4. M. C soutient que l’escroquerie dont il a été victime constituerait un cas de force majeure l’ayant empêché de remplir les conditions fixées par les dispositions précitées. Toutefois, il résulte de ce qui vient d’être dit au point 3 d’une part, que M. C s’est volontairement engagé dans un projet qui, compte tenu de ses caractéristiques et notamment du taux de rendement attendu, s’apparentait à une opération spéculative incertaine et risquée. D’autre part, ce n’est que le 1er août 2018, soit seulement 4 mois avant l’expiration du délai de remploi prévu par les dispositions précitées, qu’il s’est porté acquéreur d’un terrain par une promesse de vente dont le terme expirait le 15 novembre 2018, soit après le terme du délai de remploi. Dans ces conditions, pour regrettables que soient les circonstances dont il fait état, l’absence de remploi de l’indemnité d’expropriation que M. C a perçue le 9 octobre 2017, dans le délai de douze mois prévu au 4° du II de l’article 150 U du code général des impôts ne caractérise pas, compte tenu des risques pris et assumés par M. C, une situation de force majeure. Dès lors, c’est à bon droit que l’administration fiscale a assujetti la plus-value ainsi réalisée par M. C dans les conditions prévues aux articles 150 U et suivants du code général des impôts.
Sur le calcul de la plus-value :
5. M. C soutient qu’à concurrence de 563 906 euros, l’indemnité perçue a bien été remployée dans le délai d’un an pour l’acquisition d’un bien immobilier, et doit pouvoir bénéficier de l’exonération revendiquée. Toutefois, il résulte des termes mêmes du II de l’article 150 U du code général des impôts que l’exonération n’est acquise qu’à condition qu’il soit procédé au remploi de l’intégralité de l’indemnité d’expropriation ou du prix de cession. La condition ainsi fixée n’étant pas divisible, le moyen ne peut qu’être écarté.
6. M. C soutient que le calcul de la plus-value doit être corrigé, le prix d’acquisition à retenir étant la somme des valeurs vénales retenues lors de chacune des successions soit 20 075 euros. Il précise que la date d’entrée du bien dans son patrimoine est celle du décès de son père, soit le 12 mars 2007 et par suite qu’il n’y a pas lieu de ventiler la plus-value car il y a eu réunion de la propriété avant cession du terrain. Toutefois, il résulte des précisions non contredites apportées par le service que le bien est entré dans le patrimoine du requérant pour moitié en nue-propriété, pour l’avoir reçu dans la succession de son père décédé le 12 mars 2007, et pour y réunir l’usufruit au décès survenu le 21 novembre 2016 de sa mère, usufruitière et le surplus soit la moitié en toute propriété au décès de sa mère.
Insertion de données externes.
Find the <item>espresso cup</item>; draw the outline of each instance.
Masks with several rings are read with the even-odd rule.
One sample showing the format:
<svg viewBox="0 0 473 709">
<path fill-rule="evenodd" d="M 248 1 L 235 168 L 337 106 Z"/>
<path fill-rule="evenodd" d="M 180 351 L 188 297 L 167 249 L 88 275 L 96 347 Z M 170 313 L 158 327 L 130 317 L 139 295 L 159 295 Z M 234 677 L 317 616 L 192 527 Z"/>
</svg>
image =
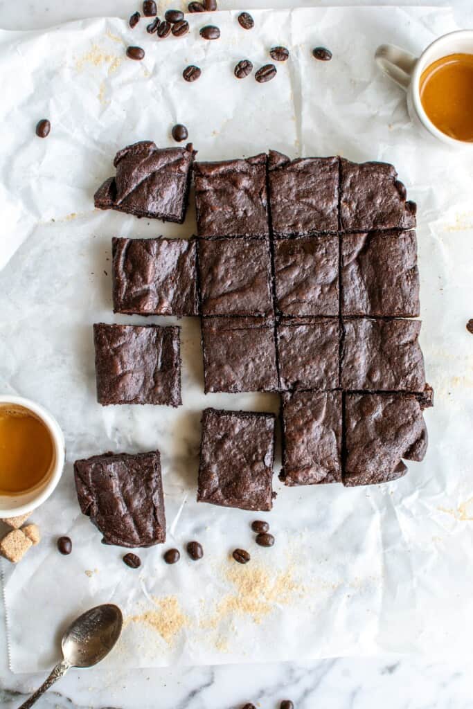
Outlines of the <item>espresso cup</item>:
<svg viewBox="0 0 473 709">
<path fill-rule="evenodd" d="M 0 396 L 0 407 L 26 409 L 45 426 L 52 444 L 49 469 L 34 487 L 14 494 L 0 494 L 0 519 L 32 512 L 54 491 L 62 474 L 65 457 L 64 435 L 56 420 L 43 406 L 22 396 Z"/>
<path fill-rule="evenodd" d="M 473 55 L 473 30 L 460 30 L 439 37 L 418 57 L 386 44 L 378 47 L 374 58 L 384 74 L 406 91 L 408 110 L 413 123 L 442 143 L 464 149 L 473 147 L 473 143 L 457 140 L 438 128 L 421 101 L 421 77 L 425 69 L 438 60 L 457 53 Z"/>
</svg>

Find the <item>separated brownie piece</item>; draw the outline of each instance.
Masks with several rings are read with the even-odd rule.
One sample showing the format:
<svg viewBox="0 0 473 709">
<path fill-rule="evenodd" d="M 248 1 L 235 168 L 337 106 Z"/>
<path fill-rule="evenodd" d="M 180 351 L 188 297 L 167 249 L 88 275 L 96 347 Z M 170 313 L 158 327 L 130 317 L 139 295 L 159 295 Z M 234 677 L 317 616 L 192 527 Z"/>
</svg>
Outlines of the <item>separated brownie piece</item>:
<svg viewBox="0 0 473 709">
<path fill-rule="evenodd" d="M 342 387 L 354 391 L 423 391 L 425 372 L 419 320 L 345 320 Z"/>
<path fill-rule="evenodd" d="M 272 313 L 271 257 L 266 239 L 200 239 L 204 315 Z"/>
<path fill-rule="evenodd" d="M 406 201 L 406 188 L 393 165 L 358 164 L 340 158 L 340 218 L 342 229 L 408 229 L 416 226 L 416 206 Z"/>
<path fill-rule="evenodd" d="M 342 395 L 282 395 L 282 471 L 286 485 L 342 481 Z"/>
<path fill-rule="evenodd" d="M 338 237 L 274 242 L 276 302 L 282 315 L 338 315 Z"/>
<path fill-rule="evenodd" d="M 374 485 L 406 474 L 401 458 L 421 461 L 427 429 L 413 394 L 347 394 L 343 484 Z"/>
<path fill-rule="evenodd" d="M 267 236 L 266 155 L 245 160 L 196 162 L 199 236 Z"/>
<path fill-rule="evenodd" d="M 112 239 L 113 312 L 197 315 L 195 240 Z"/>
<path fill-rule="evenodd" d="M 274 322 L 267 318 L 204 318 L 204 391 L 277 391 Z"/>
<path fill-rule="evenodd" d="M 282 389 L 335 389 L 339 386 L 338 318 L 284 318 L 277 328 Z"/>
<path fill-rule="evenodd" d="M 113 160 L 116 177 L 95 193 L 96 207 L 182 223 L 194 155 L 183 147 L 158 148 L 150 140 L 124 147 Z"/>
<path fill-rule="evenodd" d="M 291 160 L 269 150 L 269 206 L 275 236 L 338 230 L 338 158 Z"/>
<path fill-rule="evenodd" d="M 166 540 L 159 451 L 106 453 L 74 464 L 80 508 L 106 544 L 150 547 Z"/>
<path fill-rule="evenodd" d="M 273 414 L 206 408 L 197 500 L 242 510 L 270 510 L 274 457 Z"/>
<path fill-rule="evenodd" d="M 342 235 L 341 276 L 342 315 L 419 315 L 415 231 Z"/>
<path fill-rule="evenodd" d="M 100 323 L 94 325 L 94 340 L 102 406 L 181 405 L 179 328 Z"/>
</svg>

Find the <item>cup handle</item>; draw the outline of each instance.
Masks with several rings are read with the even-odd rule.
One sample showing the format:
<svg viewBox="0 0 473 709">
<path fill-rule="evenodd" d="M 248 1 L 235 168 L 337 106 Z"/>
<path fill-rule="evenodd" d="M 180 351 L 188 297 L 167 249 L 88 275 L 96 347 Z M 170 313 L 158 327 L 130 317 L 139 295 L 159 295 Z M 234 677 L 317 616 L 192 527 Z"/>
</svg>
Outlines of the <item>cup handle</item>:
<svg viewBox="0 0 473 709">
<path fill-rule="evenodd" d="M 374 59 L 386 77 L 407 91 L 417 64 L 417 57 L 394 45 L 380 45 L 376 50 Z"/>
</svg>

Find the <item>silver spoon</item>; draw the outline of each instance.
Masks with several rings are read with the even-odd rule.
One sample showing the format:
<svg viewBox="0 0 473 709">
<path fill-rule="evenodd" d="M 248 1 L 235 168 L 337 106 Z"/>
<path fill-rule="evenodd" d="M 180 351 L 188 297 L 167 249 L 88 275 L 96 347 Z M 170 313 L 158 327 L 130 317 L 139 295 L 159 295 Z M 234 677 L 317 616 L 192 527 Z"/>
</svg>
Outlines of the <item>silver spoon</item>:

Par suite, le moyen doit être écarté.
7. Il résulte de tout ce qui précède que les conclusions de la requête de M. C ne peuvent qu’être rejetées, en ce compris ses conclusions formées au titre de l’article L. 761-1 du code de justice administrative.
D E C I D E :
Article 1er : La requête de M. C est rejetée.
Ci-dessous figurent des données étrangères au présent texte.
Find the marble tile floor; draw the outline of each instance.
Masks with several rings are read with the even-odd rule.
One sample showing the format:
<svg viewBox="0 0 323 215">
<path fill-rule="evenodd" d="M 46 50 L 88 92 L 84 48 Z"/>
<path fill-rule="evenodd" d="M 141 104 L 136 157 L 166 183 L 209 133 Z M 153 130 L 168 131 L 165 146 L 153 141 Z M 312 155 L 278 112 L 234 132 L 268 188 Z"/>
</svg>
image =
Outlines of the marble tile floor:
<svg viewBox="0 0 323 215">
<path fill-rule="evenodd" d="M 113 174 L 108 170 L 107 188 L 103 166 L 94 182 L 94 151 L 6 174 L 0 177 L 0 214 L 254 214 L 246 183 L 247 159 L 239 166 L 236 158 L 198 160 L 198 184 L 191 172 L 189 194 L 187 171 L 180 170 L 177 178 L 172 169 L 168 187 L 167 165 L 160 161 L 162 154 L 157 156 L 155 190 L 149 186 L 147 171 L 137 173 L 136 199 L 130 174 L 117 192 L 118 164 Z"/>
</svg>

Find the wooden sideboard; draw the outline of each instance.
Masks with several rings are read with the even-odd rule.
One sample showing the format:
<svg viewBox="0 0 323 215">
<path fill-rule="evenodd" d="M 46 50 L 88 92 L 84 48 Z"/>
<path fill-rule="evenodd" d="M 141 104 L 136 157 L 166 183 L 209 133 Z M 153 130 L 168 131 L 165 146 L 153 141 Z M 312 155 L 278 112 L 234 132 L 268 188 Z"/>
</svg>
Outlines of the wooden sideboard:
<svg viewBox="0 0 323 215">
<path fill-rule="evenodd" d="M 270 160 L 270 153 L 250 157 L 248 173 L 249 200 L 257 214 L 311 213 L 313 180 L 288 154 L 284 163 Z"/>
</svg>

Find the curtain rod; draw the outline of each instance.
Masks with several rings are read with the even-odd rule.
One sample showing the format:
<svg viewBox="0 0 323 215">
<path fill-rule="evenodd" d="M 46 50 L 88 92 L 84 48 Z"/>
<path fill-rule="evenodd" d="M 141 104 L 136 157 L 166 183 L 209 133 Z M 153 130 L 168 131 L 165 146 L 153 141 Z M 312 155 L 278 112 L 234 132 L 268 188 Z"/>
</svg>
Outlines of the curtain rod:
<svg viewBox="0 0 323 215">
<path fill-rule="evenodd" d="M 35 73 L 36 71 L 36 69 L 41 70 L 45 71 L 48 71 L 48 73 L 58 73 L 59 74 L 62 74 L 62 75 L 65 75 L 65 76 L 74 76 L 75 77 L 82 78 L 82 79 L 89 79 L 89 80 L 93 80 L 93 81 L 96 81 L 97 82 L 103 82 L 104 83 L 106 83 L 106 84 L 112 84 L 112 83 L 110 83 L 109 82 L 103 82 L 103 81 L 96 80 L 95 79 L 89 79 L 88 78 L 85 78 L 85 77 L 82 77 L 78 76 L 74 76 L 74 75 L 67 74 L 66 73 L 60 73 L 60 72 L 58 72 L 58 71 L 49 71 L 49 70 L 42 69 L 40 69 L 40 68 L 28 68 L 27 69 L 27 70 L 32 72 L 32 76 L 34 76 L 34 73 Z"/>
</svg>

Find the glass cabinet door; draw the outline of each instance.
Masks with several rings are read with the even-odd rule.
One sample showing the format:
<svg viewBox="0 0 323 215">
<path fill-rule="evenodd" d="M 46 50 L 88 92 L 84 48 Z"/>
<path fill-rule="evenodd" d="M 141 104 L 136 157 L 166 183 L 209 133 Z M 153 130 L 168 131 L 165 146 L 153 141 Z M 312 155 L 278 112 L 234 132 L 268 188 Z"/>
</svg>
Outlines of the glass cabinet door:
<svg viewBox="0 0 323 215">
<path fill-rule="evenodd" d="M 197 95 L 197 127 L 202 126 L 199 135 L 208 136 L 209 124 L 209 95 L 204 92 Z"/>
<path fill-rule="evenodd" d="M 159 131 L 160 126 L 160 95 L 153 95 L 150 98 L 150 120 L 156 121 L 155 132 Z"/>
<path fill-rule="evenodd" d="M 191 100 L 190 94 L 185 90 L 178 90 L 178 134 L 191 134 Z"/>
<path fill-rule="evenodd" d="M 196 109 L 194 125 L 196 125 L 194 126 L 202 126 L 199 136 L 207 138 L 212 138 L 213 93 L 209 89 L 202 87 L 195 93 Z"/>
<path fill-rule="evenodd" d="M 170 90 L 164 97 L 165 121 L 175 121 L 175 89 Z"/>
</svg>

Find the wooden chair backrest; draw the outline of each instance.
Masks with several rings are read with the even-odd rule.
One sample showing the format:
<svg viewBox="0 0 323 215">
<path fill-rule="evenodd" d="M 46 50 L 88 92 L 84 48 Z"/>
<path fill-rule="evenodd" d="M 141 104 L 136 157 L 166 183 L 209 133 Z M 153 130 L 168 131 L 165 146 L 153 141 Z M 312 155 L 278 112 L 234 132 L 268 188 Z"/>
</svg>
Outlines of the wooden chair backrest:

Article 2 : Le présent jugement sera notifié à M. A C et au directeur départemental des finances publiques du Gard.
Délibéré après l’audience du 16 juin 2023, à laquelle siégeaient :
M. Peretti, président,
M. Parisien, premier conseiller,
Mme Bourjade, première conseillère.
Rendu public par mise à disposition au greffe le 27 juin 2023.
Le rapporteur,
P. PARISIEN
Le président,
P. PERETTI
Le greffier,
D. BERTHOD
La République mande et ordonne au ministre de l’économie, des finances et de la souveraineté industrielle et numérique en ce qui le concerne ou à tous commissaires de justice à ce requis en ce qui concerne les voies de droit commun contre les parties privées de pourvoir à l’exécution de la présente décision.